Turkey’s China deal on missile system not finalized, says President Gül

Turkey’s China deal on missile system not finalized, says President Gül

ANKARA / WASHINGTON
Turkey’s China deal on missile system not finalized, says President Gül

The Defense Industry Executive Committee, led by Turkish Prime Minister Recep Tayyip Erdoğan (C), has decided to make a contract for the construction of long-range air and anti-missile system had been awarded to China Precision Machinery Export-Import Corporation (CPMIEC). AA photo

Turkey’s deal with China over the construction of a long-range air and anti-missile system is not the final decision, President Abdullah Gül said yesterday. 

That purchase is not definite. There is a shortlist, and China is at the top of it. We should look at the conditions, but there is no doubt that Turkey is primarily in NATO. These are multi-dimensional issues, there are technical and economic dimensions and on the other hand there is an alliance dimension. These are being evaluated. Turkey needs a defense system,” Gül said while onboard a plane that was en route to Turkey.

Earlier, the United States said on Sept. 28 that it had expressed serious concerns to Turkey over its decision to co-produce a long-range air and missile defense system with a Chinese firm under U.S. sanctions, Reuters reported yesterday. 

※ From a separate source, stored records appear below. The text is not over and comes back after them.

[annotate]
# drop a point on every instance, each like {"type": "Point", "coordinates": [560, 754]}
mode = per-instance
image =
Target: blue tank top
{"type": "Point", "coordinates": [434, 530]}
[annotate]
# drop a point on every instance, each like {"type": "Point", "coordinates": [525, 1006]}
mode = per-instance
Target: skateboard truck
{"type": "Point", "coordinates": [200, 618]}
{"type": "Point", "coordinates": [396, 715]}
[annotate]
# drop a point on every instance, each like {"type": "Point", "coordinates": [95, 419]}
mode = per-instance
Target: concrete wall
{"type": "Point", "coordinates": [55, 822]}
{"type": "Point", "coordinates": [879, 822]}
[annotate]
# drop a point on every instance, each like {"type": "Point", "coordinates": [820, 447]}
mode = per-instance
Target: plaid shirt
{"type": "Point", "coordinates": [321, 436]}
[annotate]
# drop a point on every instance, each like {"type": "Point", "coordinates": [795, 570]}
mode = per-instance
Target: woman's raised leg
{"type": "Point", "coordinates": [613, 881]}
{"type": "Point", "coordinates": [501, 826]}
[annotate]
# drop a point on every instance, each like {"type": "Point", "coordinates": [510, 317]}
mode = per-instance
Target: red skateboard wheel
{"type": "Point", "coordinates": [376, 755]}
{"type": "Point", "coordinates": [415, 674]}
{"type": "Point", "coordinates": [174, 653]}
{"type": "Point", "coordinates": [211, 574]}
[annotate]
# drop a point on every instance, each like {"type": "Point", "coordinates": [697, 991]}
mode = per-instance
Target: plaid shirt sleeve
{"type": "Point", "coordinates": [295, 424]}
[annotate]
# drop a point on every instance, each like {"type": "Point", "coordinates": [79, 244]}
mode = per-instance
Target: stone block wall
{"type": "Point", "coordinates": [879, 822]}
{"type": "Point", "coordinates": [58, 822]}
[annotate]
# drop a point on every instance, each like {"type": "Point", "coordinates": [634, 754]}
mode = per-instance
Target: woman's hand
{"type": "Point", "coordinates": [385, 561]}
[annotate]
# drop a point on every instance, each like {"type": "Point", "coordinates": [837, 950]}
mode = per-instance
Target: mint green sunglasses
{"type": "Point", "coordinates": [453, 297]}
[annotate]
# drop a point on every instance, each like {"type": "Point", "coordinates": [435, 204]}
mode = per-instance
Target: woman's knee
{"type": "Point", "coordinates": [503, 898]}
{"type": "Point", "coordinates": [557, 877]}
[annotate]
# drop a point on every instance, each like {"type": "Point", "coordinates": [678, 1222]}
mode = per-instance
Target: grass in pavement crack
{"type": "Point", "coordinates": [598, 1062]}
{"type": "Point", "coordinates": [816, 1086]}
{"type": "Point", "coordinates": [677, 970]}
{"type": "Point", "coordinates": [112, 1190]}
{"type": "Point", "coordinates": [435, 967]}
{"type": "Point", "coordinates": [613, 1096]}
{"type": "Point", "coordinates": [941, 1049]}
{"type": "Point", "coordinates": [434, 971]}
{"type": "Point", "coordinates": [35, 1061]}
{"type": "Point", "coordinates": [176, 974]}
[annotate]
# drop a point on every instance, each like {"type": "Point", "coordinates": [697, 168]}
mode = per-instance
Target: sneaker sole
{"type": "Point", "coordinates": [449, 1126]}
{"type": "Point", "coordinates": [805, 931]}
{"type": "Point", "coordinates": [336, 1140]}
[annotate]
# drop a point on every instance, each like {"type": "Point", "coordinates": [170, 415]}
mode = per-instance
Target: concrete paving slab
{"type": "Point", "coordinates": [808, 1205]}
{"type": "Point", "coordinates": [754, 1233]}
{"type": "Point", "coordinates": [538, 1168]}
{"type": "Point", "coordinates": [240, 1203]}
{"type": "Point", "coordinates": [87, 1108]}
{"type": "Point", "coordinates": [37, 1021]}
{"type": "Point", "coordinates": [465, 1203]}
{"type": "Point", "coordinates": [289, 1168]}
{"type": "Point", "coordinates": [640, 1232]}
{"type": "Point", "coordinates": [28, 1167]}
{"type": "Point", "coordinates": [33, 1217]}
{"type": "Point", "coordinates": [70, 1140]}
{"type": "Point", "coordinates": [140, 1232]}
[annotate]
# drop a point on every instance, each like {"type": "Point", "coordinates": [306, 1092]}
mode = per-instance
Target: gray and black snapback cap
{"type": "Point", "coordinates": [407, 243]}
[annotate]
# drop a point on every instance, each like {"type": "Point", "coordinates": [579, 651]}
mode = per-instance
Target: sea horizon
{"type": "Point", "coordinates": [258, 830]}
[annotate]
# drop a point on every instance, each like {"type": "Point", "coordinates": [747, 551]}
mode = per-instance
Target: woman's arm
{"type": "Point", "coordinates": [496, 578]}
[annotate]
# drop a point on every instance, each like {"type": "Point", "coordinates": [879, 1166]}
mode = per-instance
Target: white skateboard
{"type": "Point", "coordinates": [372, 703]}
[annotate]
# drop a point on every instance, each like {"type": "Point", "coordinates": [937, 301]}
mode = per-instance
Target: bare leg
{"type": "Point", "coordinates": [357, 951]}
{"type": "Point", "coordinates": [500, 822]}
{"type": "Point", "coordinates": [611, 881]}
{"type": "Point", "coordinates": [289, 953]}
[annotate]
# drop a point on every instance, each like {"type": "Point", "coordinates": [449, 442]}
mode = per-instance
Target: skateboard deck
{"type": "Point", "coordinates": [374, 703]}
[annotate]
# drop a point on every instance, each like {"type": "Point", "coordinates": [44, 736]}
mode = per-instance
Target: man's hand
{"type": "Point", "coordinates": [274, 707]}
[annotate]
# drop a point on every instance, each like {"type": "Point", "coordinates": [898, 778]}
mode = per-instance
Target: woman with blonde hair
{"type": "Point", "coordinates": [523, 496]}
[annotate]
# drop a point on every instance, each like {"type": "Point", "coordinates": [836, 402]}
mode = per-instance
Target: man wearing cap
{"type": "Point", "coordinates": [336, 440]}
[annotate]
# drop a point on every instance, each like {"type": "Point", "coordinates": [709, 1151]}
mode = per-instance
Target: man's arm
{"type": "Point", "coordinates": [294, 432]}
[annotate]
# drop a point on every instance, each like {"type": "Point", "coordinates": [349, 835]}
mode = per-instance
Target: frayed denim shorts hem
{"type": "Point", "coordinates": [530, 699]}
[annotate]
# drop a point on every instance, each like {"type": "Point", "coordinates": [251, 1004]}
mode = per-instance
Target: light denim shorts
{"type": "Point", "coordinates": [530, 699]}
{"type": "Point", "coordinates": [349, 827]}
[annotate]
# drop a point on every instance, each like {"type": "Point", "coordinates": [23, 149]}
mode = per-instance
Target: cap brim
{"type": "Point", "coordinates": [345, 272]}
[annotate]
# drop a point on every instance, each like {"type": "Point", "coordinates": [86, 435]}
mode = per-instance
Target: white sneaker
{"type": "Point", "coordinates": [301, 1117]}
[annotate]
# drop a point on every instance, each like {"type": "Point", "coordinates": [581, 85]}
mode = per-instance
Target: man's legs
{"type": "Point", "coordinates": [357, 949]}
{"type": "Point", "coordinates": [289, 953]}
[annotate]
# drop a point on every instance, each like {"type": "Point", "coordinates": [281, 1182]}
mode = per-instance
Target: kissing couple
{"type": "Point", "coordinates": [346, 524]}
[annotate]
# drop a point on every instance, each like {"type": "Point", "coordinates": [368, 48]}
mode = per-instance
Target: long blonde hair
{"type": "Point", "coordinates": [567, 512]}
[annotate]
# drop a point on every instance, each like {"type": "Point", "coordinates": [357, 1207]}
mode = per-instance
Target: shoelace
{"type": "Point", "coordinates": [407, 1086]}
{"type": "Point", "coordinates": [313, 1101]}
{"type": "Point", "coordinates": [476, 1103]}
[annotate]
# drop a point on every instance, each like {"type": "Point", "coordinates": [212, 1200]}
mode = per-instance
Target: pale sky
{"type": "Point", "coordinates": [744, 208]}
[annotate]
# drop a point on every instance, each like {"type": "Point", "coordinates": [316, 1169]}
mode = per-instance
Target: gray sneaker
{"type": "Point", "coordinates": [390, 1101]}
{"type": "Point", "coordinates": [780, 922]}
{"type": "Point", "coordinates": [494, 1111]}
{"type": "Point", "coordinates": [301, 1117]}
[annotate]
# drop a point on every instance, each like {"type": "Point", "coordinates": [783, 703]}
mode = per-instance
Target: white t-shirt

Turkey, a member of the NATO military alliance, announced on Sept. 26 that that it had chosen the FD-2000 missile defense system from China Precision Machinery Import and Export Corp, or CPMIEC, over rival systems from Russian, U.S. and European firms.

CPMIEC is under U.S. sanctions for violations of the Iran, North Korea and Syria Nonproliferation Act.

“We have conveyed our serious concerns about the Turkish government’s contract discussions with a U.S.-sanctioned company for a missile defense system that will not be inter-operable with NATO systems or collective defense capabilities,” a State Department spokeswoman said on Sept. 28. 

“Our discussions on this issue will continue.,” she said.

Some Western defense analysts have said they were surprised by Turkey’s decision, having expected the contract to go to Raytheon Co, a U.S. company that builds the Patriot missile, or the Franco/Italian Eurosam SAMP/T.

Deal worth $4 billion

The initial estimated contract price was $4 billion, but the Chinese offer stood at anywhere between $3 billion to $3.5 billion, although officials did not confirm any figure. 

Turkey presently has no long-range air-defense systems. The $4 billion program, dubbed the T-LORAMIDS, is being designed to counter both enemy aircraft and missiles. 

About half of Turkey’s network-based air defense radars have been paid for by NATO, and are part of the NATO Air Defense Ground Environment. “Turkey can always decide to build a standalone system. But in that case, abstracting the air defense system from NATO assets would mean that Turkey will lose half of its radar capabilities,” one defense analyst said earlier. 

Turkey would need interface data to make its own air defense architecture interoperable with NATO assets, primarily data on the Identify Friend and Foe system. This is top secret and cannot be installed into any Chinese system.